What's Driving The New Migrant Exodus From Cuba

Since Cuba reopened its borders last December after COVID closures, the number of people leaving the island has gone up significantly. Migration has been a constant in Cuban life since the 1950s. But this article in Cuba's independent news outlet El Toque shows just how important migration is to understand the ordeals of everyday life on the island.

March for the 69th anniversary of the beginning of the Cuban Revolution.

Loraine Morales Pino

HAVANA — Some 157,339 Cubans crossed the border into the United States between Oct. 1, 2021 and June 30, 2022, according to the U.S. Border Patrol — a figure significantly higher than the one recorded during the 1980 Mariel exodus, when a record 125,000 Cubans arrived in the U.S. over a period of seven months.

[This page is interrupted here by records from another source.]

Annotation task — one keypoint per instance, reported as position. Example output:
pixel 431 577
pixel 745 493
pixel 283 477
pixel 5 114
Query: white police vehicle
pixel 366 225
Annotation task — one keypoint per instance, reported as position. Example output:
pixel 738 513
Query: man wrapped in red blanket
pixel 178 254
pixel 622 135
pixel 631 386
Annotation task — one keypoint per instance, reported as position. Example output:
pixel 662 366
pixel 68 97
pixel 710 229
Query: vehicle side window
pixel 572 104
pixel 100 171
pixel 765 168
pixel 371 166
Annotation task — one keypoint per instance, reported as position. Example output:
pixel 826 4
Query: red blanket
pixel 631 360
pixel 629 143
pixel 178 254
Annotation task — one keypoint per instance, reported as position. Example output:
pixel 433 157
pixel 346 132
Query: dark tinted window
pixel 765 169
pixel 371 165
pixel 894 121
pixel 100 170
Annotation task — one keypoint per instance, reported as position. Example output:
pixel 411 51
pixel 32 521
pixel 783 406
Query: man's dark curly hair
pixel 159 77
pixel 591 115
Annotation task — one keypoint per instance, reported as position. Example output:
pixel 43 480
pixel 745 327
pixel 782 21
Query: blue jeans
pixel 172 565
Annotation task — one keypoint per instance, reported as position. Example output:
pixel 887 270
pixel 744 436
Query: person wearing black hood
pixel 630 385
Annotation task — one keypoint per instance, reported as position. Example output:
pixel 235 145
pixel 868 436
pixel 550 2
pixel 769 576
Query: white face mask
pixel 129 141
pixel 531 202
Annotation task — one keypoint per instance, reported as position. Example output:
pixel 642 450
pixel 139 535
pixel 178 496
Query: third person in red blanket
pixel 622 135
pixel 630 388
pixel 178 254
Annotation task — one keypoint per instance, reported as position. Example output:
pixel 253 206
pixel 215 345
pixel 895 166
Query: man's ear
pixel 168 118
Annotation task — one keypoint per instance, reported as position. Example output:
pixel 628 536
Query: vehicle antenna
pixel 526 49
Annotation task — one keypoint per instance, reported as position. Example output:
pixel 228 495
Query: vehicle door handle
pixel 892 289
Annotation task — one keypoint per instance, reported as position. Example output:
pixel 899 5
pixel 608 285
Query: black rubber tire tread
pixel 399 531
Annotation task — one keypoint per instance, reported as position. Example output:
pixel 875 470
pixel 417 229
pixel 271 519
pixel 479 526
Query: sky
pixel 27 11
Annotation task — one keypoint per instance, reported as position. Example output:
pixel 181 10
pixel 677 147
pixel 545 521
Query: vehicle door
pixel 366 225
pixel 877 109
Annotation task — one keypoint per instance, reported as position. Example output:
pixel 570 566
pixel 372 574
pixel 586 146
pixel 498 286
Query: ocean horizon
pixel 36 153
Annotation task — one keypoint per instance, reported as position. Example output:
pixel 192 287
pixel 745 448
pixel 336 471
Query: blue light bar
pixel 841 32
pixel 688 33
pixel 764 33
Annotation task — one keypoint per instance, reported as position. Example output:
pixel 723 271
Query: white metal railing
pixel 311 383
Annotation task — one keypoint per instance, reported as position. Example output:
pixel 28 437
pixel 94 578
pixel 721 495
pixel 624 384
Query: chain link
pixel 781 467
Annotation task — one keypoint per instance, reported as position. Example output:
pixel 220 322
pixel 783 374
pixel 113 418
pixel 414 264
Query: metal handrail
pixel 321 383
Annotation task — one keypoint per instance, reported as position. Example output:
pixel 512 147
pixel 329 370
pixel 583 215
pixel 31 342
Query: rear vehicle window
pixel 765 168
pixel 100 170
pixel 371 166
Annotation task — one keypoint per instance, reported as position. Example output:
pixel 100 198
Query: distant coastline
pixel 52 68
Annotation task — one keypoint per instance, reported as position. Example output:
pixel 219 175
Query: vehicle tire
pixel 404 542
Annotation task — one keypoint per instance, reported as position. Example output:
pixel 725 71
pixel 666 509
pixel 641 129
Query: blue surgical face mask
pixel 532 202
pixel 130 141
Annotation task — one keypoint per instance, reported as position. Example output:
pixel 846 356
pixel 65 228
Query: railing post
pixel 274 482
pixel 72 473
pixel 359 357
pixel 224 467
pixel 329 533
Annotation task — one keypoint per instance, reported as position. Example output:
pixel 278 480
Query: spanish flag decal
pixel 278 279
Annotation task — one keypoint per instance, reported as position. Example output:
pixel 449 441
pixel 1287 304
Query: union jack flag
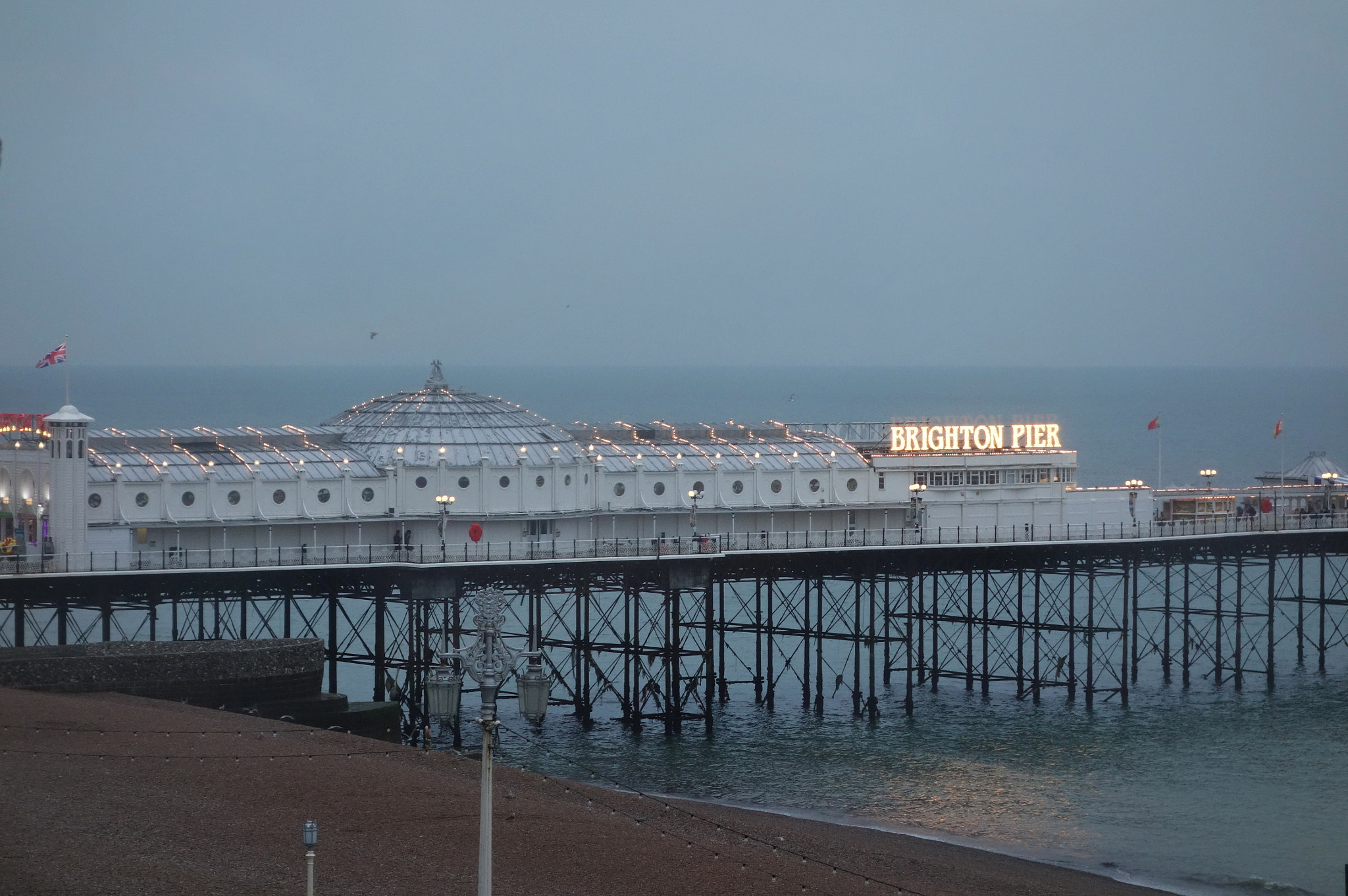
pixel 54 356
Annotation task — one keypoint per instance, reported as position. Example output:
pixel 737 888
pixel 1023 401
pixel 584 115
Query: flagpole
pixel 1158 452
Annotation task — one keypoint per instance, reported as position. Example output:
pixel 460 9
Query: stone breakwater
pixel 203 673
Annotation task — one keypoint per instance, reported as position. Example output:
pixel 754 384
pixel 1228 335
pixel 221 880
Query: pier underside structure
pixel 658 641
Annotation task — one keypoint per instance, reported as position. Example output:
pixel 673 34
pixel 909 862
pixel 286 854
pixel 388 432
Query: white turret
pixel 69 480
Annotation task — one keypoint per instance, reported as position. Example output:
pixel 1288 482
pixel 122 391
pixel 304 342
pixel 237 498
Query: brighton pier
pixel 663 570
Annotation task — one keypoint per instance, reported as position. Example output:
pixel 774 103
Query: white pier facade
pixel 445 465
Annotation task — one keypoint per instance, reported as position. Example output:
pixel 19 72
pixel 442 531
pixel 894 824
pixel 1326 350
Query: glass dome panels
pixel 467 425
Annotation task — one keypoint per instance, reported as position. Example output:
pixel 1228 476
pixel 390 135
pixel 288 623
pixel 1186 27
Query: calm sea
pixel 1197 791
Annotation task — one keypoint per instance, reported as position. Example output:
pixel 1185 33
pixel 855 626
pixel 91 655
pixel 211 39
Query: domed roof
pixel 465 425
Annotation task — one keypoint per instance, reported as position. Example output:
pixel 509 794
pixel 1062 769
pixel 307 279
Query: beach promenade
pixel 221 814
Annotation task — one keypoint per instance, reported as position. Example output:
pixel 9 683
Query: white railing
pixel 650 547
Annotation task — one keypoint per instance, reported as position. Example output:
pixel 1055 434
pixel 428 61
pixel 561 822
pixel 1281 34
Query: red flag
pixel 54 356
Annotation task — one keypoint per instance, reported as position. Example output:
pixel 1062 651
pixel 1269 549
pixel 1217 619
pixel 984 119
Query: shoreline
pixel 213 802
pixel 1040 856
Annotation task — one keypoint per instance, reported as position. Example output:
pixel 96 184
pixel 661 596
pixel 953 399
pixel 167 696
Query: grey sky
pixel 866 184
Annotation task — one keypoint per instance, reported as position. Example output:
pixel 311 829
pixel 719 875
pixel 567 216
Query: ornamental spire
pixel 436 380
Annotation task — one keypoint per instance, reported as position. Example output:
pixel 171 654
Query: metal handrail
pixel 173 559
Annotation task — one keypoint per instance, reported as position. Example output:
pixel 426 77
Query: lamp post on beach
pixel 490 663
pixel 311 832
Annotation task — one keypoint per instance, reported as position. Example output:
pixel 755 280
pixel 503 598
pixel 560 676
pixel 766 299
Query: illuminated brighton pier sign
pixel 973 438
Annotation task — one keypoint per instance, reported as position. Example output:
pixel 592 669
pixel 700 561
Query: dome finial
pixel 436 380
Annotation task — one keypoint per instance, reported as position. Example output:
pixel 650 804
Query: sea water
pixel 1200 790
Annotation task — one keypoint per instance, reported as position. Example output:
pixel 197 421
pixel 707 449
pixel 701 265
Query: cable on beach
pixel 57 730
pixel 197 757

Migrating has once again become the only way out of the ordeal that life on the island represents.

Cubans of all ages who make the journey set off towards a promise. They prefer the unknown to the grim certainty that the Cuban regime offers them.

Migration from Cuba has been a constant since the 1950s.

In 1956, the largest number of departures was recorded in the colonial and republican periods, with the arrival of 14,953 Cubans in the United States, the historical destination of migratory flows. Since the January 1959 revolution, that indicator has been exceeded 30 times.